Rhythmic, bass-heavy beats and sound waves have a profound effect on living things. "And we, amazed by this info, have been incorporating this into our production process ever since," Can added.
From coconuts to dinner tables, through a sustainable route
Agrocan's greenhouses are made entirely of glass and have the latest technology available in both Turkey and Europe. The greenhouses continuously receive data about the weather from all computer-supported meteorology stations so that engineers can make the necessary changes to the environment to record optimal growth.
The company produces about 5,000-6,000 tons of tomatoes a year. Can said that thanks to a fully automated computerized system, they can trace every single tomato back to its origins, right down to the main seedling it came from, and so can their customers thanks to the QR codes placed on the boxes of produce.
When asked what makes Agrocan so different than other agricultural facilities, Can said the first difference is in its integrated structure. The company's textile production, power plant and greenhouse system are well integrated, with each unit helping power the other.
Agrocan's greenhouses are also Turkey's first artificially lighted greenhouses.
Can explained the benefits of having such technology. "When there is no sun and the weather is cloudy, we have a system that helps us recreate the blue and red wavelengths the sun emits, which is needed to start the photosynthesis process," he said.
Expressing hope that they will soon start working with Turkey's Scientific and Technological Research Council (TUBİTAK), Can said Agrocan's primary mission is to grow the plants without any pesticide residue or remnants of chemicals.

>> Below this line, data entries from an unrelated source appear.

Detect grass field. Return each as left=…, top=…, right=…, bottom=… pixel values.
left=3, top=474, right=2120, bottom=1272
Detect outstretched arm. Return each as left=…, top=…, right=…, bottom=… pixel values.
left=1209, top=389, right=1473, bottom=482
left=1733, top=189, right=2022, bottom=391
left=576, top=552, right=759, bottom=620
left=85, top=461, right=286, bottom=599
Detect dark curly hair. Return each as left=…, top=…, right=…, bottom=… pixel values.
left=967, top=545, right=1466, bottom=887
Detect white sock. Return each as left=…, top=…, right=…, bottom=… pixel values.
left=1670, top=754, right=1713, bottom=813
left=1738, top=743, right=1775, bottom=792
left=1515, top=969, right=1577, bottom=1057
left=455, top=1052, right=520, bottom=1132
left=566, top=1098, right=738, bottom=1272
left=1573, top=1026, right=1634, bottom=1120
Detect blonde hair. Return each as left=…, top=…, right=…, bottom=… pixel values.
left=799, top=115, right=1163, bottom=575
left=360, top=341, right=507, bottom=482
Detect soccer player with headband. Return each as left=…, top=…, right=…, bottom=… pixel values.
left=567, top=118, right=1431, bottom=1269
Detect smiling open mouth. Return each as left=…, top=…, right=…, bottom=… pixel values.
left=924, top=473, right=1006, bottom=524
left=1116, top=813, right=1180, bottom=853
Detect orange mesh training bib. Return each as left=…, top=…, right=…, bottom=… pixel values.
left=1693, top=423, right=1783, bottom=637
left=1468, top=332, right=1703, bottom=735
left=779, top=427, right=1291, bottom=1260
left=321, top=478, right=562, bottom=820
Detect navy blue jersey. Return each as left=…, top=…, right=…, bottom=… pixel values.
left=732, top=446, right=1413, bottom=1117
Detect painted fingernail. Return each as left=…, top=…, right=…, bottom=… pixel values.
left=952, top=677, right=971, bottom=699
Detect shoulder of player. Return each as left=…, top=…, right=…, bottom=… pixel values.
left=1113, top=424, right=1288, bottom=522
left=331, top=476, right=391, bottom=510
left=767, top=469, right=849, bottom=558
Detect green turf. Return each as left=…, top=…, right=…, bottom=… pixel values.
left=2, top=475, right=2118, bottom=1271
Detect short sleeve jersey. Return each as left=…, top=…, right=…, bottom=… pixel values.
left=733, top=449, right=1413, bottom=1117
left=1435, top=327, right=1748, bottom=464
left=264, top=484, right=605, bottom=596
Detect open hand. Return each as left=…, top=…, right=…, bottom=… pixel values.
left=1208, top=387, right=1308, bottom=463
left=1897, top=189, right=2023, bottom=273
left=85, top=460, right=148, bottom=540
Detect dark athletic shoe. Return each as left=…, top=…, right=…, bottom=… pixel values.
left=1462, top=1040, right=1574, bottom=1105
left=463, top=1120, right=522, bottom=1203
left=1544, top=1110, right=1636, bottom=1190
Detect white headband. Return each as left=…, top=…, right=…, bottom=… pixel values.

"The most natural and only way to ensure this is to grow these tomatoes in coconuts instead of soil," he said, adding that only bees are used to pollinate them.
By using coconut coir, also called coco peat, as a potting medium instead of soil, Agrocan effectively erases the threat of pests, allowing them to dedicate "all of our time, energy and effort to the plants themselves."
Can said there were only two ways to eliminate these pests: using pesticides or using predator insects.
"In a way we are just mirroring what naturally happens in nature," he said, noting that by eliminating all remnants of chemicals, the fruit grown doesn't constitute any health risks.
Can said they place special importance on quality control. The tomatoes grown at the facility go through thorough inspections and a multistep quality assessment process run by engineers; then they are inspected by section chiefs. At the picking stage, there are special automated systems where the produce again goes through a final quality check, which divides the fruit into first- and second-grade quality.
On the topic of zero waste, Can said they are following in the footsteps of first lady Emine Erdoğan and that their R&D centers were working hard to achieve that goal.
"Our packaging philosophy is to use materials that come from nature; that's why we only use cardboard made from cellulose," he noted.
Agrocan also recycles the plants themselves. The stems of the tomatoes can grow to a whopping 14 meters from just 20 centimeters in the span of 11 months. As herbaceous plants, tomato plants have non-woody stems that die at the end of the growing season, but these parts are also very rich in minerals.
"We turn these mineral depots into compost and use them as raw material to feed worms to create worm manure," Can added.